Israel strives to protect the human rights of all suspects in its custody. The Israeli Penal Code and the internal guidelines of the security forces explicitly and unequivocally prohibit torture. The General Security Services’ interrogation guidelines forbid ‘physical or mental torture, maltreatment of the person being interrogated, or the degradation of his human dignity.’
Under Israeli law, only freely and voluntarily given confessions are admissible as evidence. Upon receipt of an allegation of a coerced confession, the courts conduct a hearing to determine the admissibility of the statement. Complaints of misconduct during interrogation are examined by the Ministry of Justice. In cases where there is prima facie evidence that misconduct has occurred, administrative, disciplinary or criminal proceedings are instituted.
‘Prisoners of Conscience’
Israel does not arrest individuals for their beliefs and does not hold prisoners of conscience. Only those who are affiliated with illegal organizations advocating and employing violence are subject to arrest. According to Amnesty’s own definition, individuals who advocate violence cannot be construed as prisoners of conscience.
In 1988, Vanunu, a worker at the Atomic Research Reactor in Dimona, was tried and found guilty of three charges of espionage and sentenced to 18 years imprisonment. Vanunu ahs explicitly and repeatedly declared his intention to make additional secret information public at his first opportunity. In order to protect him from other inmates who might harm him in light of the nature of his crimes and to prevent him from revealing further secret information, the Commissioner of Prisons placed Vanunu in a cell by himself.
Vanunu’s prison conditions comply with both local and international law. Vanunu’s cell is larger than the standard cell in an Israeli prison and has its own adjoining lavatory and shower. Each day Vanunu spends two hours outdoors. He has a radio, a walkman and a television, and can receive any books and newspapers he wishes. His lawyer may see him in private at any time, and his family visits him regularly.
The practice of solitary confinement under reasonable conditions was addressed by the UN Human Rights Committee as well as the European Commission on Human Rights, and found not to be prohibited under international covenants and practice. United States courts have also held that solitary confinement, as such, does not violate the American Constitution’s protection against cruel and unusual punishment.

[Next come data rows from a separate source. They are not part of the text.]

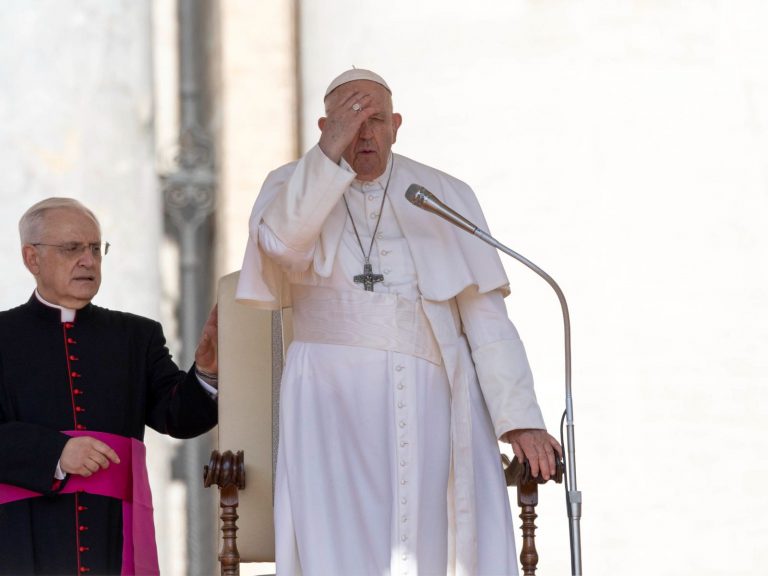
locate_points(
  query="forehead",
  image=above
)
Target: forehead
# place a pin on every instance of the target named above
(379, 95)
(70, 224)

Vanunu has unfettered access to the Israeli courts, including the High Court of Justice. Vanunu may petition the courts to review the Commissioner of Prison’s decisions regarding the conditions of his incarceration.
Israel is presently involved in historic peace negotiations with the Palestinains. These negotiations have resulted in many significant changes, including the release of approximately 5,000 Palestinian prisoners over the past year, the withdrawal of Israeli armed forces from Jericho and the Palestinian populated areas of the Gaza Strip, and the establishment of the Palestinian Authority in those areas. We sincerely hope taht the continuing progress of the peace process will benefit the entire population of the Middle East, and that all parties involved will strive to maintain and advance the cause of human rights. We trust that Amnesty International will take note of these positive developments.